Altophobia, fear of heights.

This is the fear I hate the most. As a mountain climbing enthusiast, there are a lot of times that you actually need to pass through mountain edges. The best part is, the view sure is breathtaking, the worst? It literally suck the air out of you. The feeling that you just want to faint but you don’t want to is actually depressing in its own way. There was once a time when I rode a cable car with my family for more than an hour! I don’t know what I will actually do during that time. The cable car has a window flooring and was very high. The worst part was that I needed to endure it twice since it was the only way going to and from the island.

During my recent trips in some provinces of the Philippines, I tried, with some of my friends, toploading. Toploading is just basically riding atop a jeepney for almost the entire trip. Of course, since it is an experience that I don’t want to have and for a better view of the land and seacapes, I always do it, I have to. But again, it was actually a challenge of its own. After the trip, my arms were hurting all over because I needed to hold on really tight to whatever  I could hold on to.
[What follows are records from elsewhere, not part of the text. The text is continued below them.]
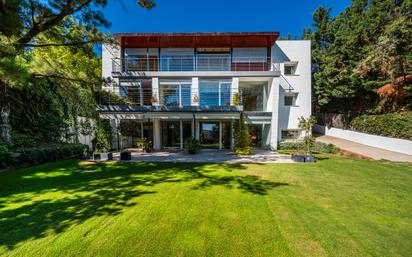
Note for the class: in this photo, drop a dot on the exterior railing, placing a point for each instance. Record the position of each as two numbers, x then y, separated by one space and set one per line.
190 63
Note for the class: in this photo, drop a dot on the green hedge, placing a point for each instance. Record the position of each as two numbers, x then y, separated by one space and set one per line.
36 155
319 147
397 125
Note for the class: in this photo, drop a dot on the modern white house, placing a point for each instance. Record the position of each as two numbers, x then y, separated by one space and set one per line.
181 85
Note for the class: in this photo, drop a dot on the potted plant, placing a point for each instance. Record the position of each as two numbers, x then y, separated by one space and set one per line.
153 100
241 137
145 144
125 155
308 142
236 99
195 99
192 145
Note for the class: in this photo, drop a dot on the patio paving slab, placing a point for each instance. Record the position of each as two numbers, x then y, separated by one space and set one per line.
209 156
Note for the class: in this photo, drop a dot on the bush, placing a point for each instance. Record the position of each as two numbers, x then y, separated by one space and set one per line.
32 155
145 144
397 125
192 145
6 157
244 151
318 147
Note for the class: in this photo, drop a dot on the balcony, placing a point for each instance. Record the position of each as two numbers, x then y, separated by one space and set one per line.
190 64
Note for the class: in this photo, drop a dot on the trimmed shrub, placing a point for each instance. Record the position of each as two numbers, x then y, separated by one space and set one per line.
192 145
6 157
397 125
32 155
318 147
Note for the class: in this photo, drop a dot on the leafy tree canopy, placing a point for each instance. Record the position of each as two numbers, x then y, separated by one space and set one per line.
355 54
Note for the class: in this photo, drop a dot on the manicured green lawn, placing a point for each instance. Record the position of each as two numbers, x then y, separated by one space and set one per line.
336 207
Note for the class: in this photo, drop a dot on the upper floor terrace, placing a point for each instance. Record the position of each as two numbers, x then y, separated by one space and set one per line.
154 53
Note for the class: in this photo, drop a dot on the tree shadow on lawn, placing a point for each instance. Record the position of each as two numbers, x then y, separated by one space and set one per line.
98 190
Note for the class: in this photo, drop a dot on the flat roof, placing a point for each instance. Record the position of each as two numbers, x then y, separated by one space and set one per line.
197 39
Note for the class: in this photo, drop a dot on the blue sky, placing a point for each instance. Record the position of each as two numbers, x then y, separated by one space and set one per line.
217 15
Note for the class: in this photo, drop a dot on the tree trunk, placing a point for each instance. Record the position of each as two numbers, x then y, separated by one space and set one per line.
5 129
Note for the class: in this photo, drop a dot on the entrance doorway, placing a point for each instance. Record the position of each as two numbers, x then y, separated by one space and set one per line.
209 135
215 135
174 133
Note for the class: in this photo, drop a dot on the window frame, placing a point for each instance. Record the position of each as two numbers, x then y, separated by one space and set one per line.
297 131
294 68
179 85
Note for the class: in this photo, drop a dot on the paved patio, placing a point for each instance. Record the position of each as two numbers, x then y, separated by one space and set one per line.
209 156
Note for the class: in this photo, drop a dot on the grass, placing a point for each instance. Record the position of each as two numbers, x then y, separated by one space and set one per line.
336 207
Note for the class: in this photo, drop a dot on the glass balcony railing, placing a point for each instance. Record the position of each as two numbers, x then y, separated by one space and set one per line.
189 63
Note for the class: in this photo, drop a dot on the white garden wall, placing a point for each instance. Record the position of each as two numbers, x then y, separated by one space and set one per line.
387 143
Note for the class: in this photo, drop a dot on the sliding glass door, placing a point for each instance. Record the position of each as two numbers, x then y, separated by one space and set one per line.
214 93
171 134
209 135
174 133
175 93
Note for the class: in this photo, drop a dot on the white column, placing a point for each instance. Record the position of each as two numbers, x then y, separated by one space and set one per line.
155 91
232 138
156 134
273 105
114 125
220 135
181 134
234 89
195 91
197 130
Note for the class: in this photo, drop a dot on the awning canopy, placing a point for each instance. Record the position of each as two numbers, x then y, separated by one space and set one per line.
170 116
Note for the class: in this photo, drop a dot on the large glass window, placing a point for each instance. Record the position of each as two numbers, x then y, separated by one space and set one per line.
214 92
252 95
138 92
174 133
171 134
213 62
175 93
141 59
177 59
209 134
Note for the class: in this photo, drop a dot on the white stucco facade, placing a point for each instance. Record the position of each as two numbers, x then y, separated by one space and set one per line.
285 84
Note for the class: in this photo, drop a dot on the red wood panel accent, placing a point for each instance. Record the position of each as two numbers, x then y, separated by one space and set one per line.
217 41
237 39
177 41
239 66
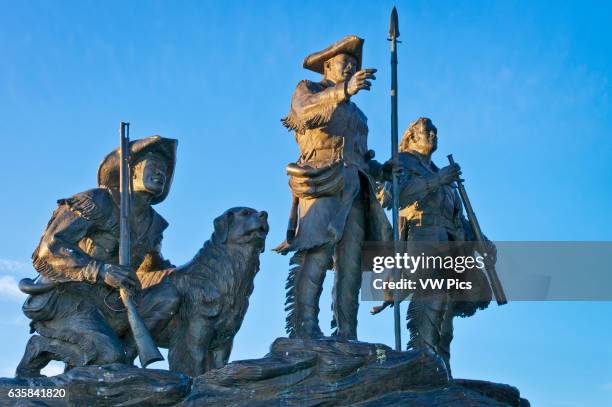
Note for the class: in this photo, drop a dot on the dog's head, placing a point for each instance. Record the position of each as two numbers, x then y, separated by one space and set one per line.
241 226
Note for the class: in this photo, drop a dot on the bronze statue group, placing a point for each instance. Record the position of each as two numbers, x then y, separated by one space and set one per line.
339 194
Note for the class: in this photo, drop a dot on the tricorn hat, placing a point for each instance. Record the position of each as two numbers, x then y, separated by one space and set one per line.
165 148
351 44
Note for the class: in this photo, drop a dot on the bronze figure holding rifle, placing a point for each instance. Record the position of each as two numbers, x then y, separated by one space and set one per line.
431 211
74 304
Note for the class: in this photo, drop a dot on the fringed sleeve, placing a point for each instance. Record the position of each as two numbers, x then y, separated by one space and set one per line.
313 105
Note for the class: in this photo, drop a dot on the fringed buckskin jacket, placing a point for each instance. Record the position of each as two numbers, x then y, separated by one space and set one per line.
331 132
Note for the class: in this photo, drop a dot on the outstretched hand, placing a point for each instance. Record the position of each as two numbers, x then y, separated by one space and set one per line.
360 80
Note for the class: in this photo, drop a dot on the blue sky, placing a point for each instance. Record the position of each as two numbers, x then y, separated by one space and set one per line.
520 93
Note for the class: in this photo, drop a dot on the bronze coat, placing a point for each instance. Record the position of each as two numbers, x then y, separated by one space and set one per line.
330 129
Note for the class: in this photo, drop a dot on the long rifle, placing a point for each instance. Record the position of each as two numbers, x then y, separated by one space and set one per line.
496 286
147 351
393 34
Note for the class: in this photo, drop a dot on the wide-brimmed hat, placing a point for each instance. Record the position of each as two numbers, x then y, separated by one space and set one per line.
351 44
164 148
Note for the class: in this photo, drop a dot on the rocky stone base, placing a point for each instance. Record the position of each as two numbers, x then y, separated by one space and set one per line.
325 372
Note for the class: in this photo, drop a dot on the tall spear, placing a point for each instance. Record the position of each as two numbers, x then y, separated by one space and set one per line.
393 34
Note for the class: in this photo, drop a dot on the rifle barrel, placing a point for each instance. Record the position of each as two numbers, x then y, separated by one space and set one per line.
496 286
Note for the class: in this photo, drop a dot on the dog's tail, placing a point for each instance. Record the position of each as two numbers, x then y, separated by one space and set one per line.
295 263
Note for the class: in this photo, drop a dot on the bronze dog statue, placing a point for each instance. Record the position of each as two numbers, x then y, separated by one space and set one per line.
214 289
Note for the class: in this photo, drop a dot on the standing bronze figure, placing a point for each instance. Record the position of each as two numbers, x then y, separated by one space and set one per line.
431 211
334 202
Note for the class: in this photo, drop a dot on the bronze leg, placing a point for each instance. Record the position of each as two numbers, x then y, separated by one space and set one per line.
304 321
446 336
348 272
425 316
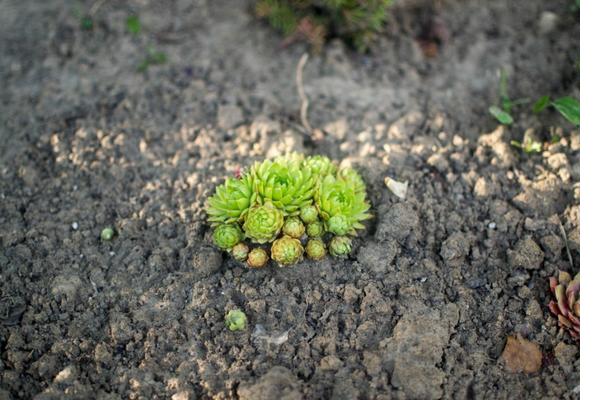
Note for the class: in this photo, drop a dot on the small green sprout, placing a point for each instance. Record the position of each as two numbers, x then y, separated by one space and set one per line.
315 249
528 146
86 23
257 258
287 251
340 246
133 25
502 116
568 107
293 227
227 235
107 234
236 320
153 57
503 112
315 229
240 251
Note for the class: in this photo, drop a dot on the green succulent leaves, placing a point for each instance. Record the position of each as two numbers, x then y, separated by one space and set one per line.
226 236
257 258
263 223
315 249
294 204
287 250
342 203
340 246
231 201
236 320
286 182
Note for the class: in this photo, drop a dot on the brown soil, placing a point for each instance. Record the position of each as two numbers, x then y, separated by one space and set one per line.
423 307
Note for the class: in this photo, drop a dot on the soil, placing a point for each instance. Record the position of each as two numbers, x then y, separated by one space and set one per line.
423 307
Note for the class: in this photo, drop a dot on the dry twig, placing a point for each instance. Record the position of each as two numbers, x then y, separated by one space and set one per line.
302 94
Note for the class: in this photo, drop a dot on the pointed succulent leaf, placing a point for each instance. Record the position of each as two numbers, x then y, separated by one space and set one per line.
286 251
263 223
336 197
285 182
227 235
231 201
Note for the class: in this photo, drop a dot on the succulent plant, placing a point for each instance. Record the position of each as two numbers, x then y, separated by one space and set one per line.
236 320
321 165
336 198
263 222
240 251
257 258
285 182
227 235
293 227
309 214
566 303
231 200
278 201
107 234
287 251
315 229
315 249
340 246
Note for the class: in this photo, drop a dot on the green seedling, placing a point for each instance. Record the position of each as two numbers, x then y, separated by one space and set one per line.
503 112
568 107
236 320
356 21
107 234
133 25
153 57
528 146
278 201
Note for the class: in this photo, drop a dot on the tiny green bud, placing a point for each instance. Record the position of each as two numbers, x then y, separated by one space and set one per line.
309 214
240 251
227 235
315 249
236 320
287 251
340 246
338 225
107 233
314 229
257 258
293 227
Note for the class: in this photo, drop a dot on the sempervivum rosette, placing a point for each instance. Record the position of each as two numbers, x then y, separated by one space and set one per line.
566 302
263 223
341 206
286 182
287 251
231 201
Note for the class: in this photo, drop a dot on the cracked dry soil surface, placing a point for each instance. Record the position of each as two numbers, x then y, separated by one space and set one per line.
422 308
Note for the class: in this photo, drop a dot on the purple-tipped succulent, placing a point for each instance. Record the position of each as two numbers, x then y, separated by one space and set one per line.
566 304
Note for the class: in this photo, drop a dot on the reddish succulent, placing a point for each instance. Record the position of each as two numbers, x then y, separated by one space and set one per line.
566 303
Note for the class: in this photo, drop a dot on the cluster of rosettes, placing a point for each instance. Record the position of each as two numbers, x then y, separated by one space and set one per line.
288 207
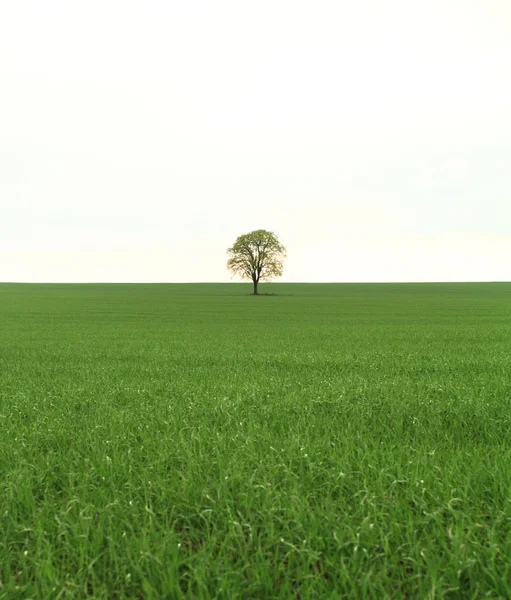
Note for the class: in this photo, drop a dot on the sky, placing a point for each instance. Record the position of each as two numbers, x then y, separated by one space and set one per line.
138 139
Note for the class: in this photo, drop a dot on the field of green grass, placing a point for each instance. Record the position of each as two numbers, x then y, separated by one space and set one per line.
192 441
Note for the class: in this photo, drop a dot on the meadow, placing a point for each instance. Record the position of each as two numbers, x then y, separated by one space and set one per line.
192 441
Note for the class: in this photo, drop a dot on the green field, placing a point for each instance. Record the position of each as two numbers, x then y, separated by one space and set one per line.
192 441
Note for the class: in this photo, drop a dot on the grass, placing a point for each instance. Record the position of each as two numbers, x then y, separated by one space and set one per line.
190 441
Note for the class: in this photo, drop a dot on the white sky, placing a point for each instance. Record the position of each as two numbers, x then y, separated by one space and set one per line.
139 138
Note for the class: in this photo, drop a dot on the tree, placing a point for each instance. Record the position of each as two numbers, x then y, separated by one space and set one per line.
257 255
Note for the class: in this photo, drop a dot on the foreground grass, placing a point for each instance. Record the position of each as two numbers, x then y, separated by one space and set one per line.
191 441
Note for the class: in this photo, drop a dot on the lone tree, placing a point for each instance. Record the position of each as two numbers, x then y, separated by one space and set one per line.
257 256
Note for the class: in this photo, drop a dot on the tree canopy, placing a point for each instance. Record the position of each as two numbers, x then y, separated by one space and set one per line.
257 256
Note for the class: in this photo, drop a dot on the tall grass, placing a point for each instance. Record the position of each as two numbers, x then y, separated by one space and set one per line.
179 441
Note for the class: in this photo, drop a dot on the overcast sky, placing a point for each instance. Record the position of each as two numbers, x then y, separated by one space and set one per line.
139 138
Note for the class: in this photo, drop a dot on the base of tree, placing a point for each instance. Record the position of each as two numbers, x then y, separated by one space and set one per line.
266 294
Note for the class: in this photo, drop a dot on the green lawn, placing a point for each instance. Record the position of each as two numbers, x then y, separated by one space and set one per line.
192 441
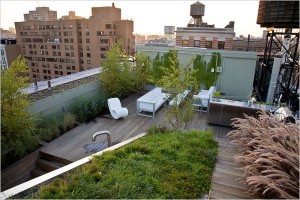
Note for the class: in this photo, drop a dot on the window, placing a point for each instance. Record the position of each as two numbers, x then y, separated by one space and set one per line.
221 45
208 44
99 33
185 43
103 48
104 41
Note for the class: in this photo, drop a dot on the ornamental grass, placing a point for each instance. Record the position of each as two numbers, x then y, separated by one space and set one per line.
269 155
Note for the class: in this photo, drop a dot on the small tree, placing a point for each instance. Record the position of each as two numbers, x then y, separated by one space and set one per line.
142 68
203 74
175 80
116 76
17 123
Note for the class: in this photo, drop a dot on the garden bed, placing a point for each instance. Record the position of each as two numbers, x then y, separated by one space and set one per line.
163 164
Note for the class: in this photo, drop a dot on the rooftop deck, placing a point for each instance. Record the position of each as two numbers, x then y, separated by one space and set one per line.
74 144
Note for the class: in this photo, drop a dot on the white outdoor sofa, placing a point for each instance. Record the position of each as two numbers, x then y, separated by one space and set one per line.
151 102
179 97
204 96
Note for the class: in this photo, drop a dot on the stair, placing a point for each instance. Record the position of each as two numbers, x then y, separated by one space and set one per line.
47 163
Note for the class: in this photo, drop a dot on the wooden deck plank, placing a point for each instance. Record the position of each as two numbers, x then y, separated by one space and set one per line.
70 145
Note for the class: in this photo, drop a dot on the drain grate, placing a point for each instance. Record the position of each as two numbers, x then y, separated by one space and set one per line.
94 147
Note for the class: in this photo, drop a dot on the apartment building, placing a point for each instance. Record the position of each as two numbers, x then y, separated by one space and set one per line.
203 35
65 46
41 14
10 50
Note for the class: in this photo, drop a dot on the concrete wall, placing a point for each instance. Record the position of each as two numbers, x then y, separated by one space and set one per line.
238 67
62 101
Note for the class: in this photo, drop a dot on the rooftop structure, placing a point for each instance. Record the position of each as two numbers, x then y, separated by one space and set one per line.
41 14
200 34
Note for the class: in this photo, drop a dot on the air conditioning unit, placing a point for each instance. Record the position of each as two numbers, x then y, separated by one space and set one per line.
219 69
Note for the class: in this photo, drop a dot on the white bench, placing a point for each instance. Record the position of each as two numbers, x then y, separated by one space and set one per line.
179 97
151 102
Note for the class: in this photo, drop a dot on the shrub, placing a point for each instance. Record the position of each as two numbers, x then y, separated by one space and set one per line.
85 108
161 166
269 155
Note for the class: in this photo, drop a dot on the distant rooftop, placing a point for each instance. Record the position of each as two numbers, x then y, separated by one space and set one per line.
61 84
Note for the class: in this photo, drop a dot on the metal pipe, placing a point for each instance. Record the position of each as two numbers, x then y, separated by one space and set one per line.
102 133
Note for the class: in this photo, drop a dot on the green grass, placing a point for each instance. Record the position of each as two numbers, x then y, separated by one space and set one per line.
170 165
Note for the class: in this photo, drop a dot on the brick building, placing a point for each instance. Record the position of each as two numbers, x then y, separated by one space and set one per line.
202 35
65 46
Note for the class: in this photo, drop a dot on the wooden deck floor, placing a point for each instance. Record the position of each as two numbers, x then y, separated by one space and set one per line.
70 146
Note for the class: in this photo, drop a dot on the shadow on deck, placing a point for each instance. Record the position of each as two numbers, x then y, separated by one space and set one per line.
72 145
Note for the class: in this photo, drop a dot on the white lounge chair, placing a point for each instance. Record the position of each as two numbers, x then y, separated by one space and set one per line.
115 108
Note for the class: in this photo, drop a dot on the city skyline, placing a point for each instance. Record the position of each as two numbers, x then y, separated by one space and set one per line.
149 17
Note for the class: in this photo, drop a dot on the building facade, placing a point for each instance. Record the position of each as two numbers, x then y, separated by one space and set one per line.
202 35
61 47
10 50
41 14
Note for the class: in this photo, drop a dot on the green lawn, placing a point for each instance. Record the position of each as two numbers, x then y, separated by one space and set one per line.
160 165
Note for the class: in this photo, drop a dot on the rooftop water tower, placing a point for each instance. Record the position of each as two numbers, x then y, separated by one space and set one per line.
197 12
278 73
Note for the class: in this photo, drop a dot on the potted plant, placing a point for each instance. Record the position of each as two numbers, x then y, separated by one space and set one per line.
216 95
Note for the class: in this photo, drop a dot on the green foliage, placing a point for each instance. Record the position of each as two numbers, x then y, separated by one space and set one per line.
17 123
216 94
142 70
203 73
157 70
175 80
116 77
85 108
52 127
162 166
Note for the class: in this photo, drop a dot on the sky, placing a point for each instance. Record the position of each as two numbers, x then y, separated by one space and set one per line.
149 17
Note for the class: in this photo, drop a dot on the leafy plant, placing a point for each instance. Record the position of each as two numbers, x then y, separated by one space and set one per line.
142 70
116 77
17 123
158 166
176 80
269 155
204 74
85 108
216 94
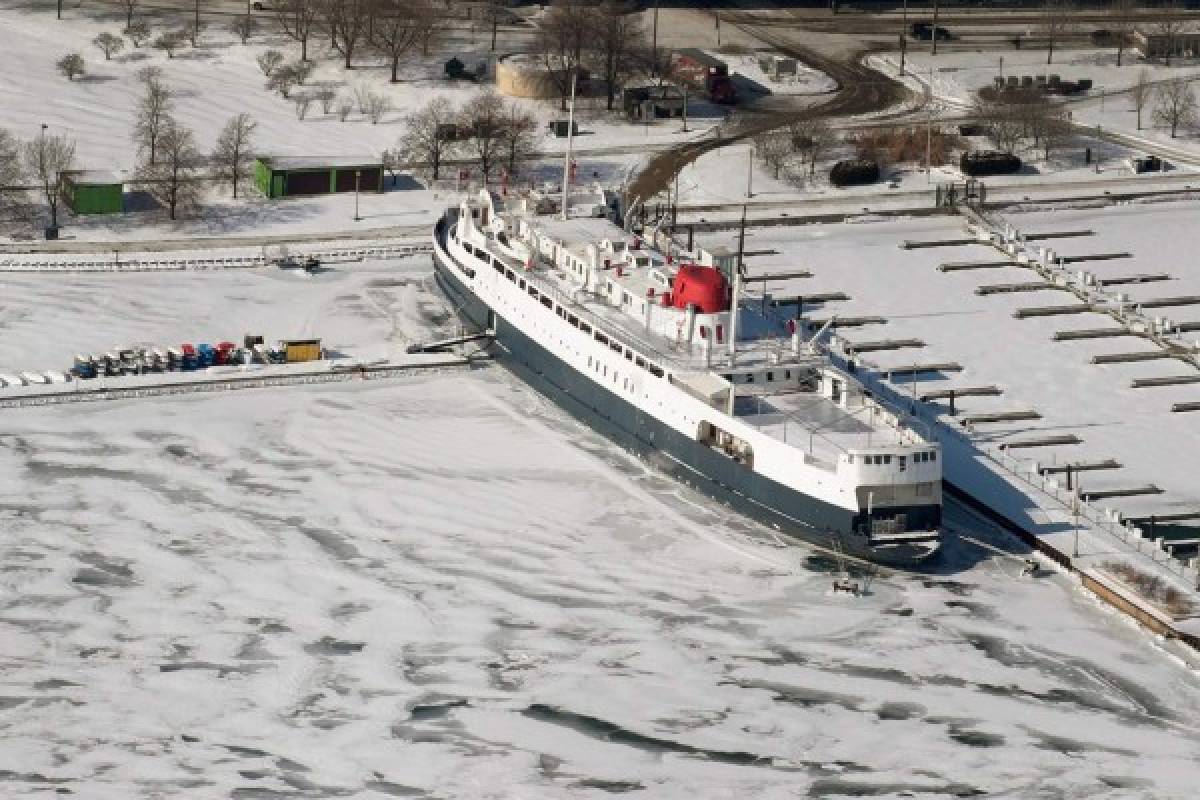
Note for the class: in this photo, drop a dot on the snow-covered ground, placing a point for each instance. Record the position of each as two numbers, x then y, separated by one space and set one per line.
443 587
220 78
1135 427
958 76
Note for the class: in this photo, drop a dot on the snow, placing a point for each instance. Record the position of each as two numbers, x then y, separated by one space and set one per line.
443 585
1054 378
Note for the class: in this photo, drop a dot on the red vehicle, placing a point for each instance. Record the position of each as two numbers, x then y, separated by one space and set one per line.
226 352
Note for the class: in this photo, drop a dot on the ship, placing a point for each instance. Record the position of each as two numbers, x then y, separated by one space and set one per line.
667 353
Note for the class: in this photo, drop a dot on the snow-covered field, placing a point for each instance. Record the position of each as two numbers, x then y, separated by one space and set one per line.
958 76
1056 379
443 587
220 78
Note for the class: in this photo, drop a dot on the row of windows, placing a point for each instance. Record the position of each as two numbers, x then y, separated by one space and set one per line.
575 322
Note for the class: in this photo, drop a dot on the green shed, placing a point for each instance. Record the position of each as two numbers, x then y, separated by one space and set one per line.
288 175
93 191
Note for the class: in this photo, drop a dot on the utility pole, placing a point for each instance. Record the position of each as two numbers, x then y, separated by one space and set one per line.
358 174
654 43
750 175
570 137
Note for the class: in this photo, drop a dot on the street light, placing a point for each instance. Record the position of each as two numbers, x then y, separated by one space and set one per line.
358 174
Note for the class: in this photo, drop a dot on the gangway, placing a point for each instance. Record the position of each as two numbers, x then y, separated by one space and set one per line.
441 346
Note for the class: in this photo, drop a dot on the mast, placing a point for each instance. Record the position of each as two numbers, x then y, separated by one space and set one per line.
570 136
735 305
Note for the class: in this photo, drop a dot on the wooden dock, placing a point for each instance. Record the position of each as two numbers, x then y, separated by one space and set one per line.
1080 467
917 368
1128 492
885 344
1164 380
999 416
1091 334
1009 288
1042 441
1132 358
965 391
1051 311
958 266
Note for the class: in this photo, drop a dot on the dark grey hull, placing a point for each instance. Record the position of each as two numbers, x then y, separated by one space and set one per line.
750 493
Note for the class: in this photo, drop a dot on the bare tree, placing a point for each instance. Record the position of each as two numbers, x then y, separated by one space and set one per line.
169 42
269 60
298 18
517 137
109 44
153 115
567 30
327 96
192 31
1056 23
399 26
811 138
138 31
1170 24
347 22
233 156
1003 118
377 106
173 179
774 150
283 79
430 136
1122 16
303 102
1140 94
70 65
618 42
11 170
244 26
483 119
1176 104
131 7
45 161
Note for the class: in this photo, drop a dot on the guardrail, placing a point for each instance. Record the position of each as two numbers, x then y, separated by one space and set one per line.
84 392
90 263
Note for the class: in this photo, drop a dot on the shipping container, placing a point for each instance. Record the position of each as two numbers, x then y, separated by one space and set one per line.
295 350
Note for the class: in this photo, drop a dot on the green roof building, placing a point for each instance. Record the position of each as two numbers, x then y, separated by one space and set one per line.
93 191
287 176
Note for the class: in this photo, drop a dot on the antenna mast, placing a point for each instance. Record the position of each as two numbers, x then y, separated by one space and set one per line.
570 136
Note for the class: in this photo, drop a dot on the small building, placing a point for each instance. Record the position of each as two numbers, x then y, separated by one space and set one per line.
297 350
697 67
94 191
288 175
653 102
1182 44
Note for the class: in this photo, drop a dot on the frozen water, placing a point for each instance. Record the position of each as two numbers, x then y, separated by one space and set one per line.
443 587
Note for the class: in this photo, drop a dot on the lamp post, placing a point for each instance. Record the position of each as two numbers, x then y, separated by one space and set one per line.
358 175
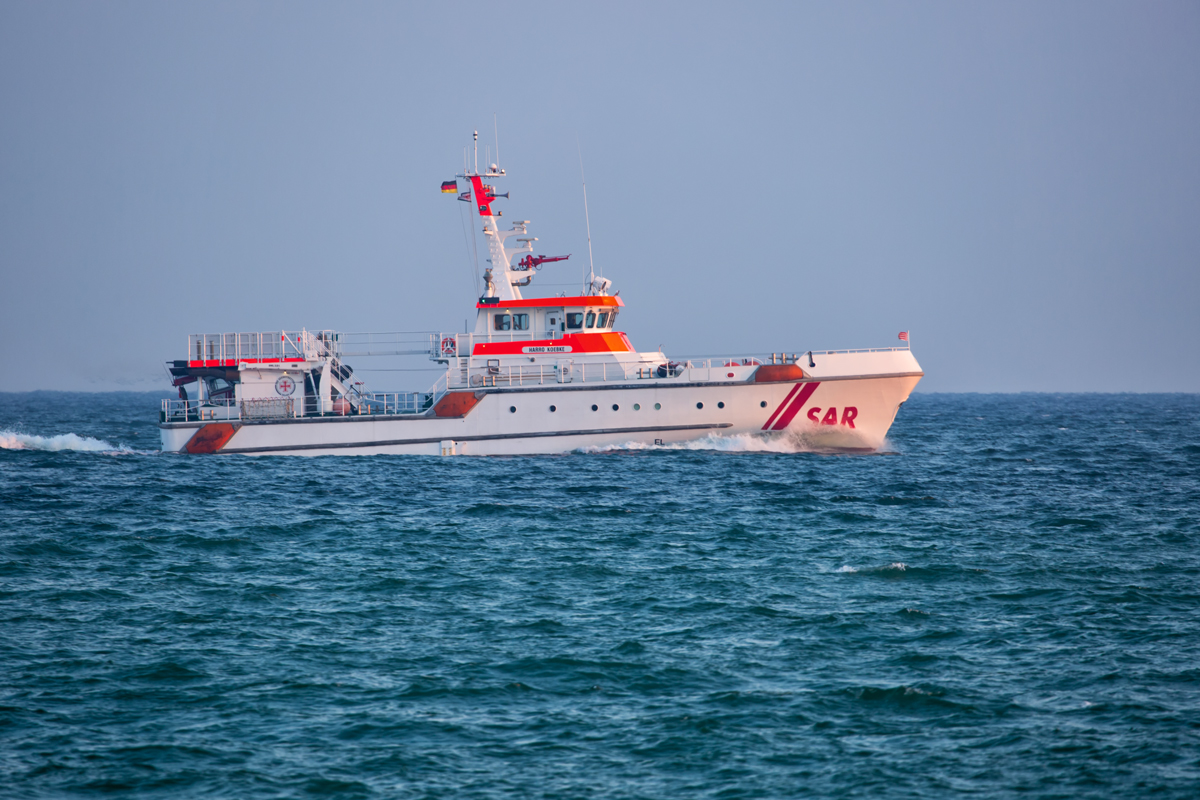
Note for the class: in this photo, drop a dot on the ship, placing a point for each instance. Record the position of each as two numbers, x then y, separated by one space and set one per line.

Ochlophobia, fear of crowds.

Some people who know me would actually laugh at this thought, entirely because they see me as a person very much into socializing. In fact, they would never think that I actually have this since I am always with a lot of people. The truth is, I got a high level of discomfort every time I go to places such as public markets and public railway transit system. It is actually very difficult to explain the feeling every time I experience this kind of fear, especially when I am not familiar with most of the people in that crowd. That feeling that makes you want to escape somewhere. That heavy feeling of anxiety. And what’s worst is that, most of the people you know can’t actually relate to you.

Claustrophobia, fear of confined spaces.

Just recently, I did a cave connection activity in the northern part of the Philippines. Before the activity, I was actually hesitant because I particularly dislike the feeling of being confined. When we arrived in the front of the cave, I actually thought that it was fine, that I would be fine inside. The opening was very big, so big that an entire truck could actually fit into it. But, I was wrong. As we went deeper and deeper and deeper into the cave, I felt like something was strangling me. The air was escaping my lungs in an incredibly fast rate. I wanted to break the walls so badly. I felt like it will collapse and bury me alive, so when we finally reached the light, I rushed outside to breathe and relax myself.

But this kind of fear is not something that I actually experience in just occasional basis. The mere ride in an enclosed vehicle actually gives me panic attacks. There is a particular type of vehicle that I hate the most, Toyota Grandia. Why? Because you cannot open its windows! Every time I ride this vehicle, I feel like I am inside a coffin where I cannot escape. Just 5 minutes inside this vehicle already gives me a terrible headache and for most instances, I have to push myself to sleep so that I will not feel the discomfort.

What’s worst about this fear is that, in most cases, people will not actually understand how and why you feel that way.


As a young travel enthusiast, all I wanted is to explore and try everything wherever my feet brings me, without the fear of being hindered by fear.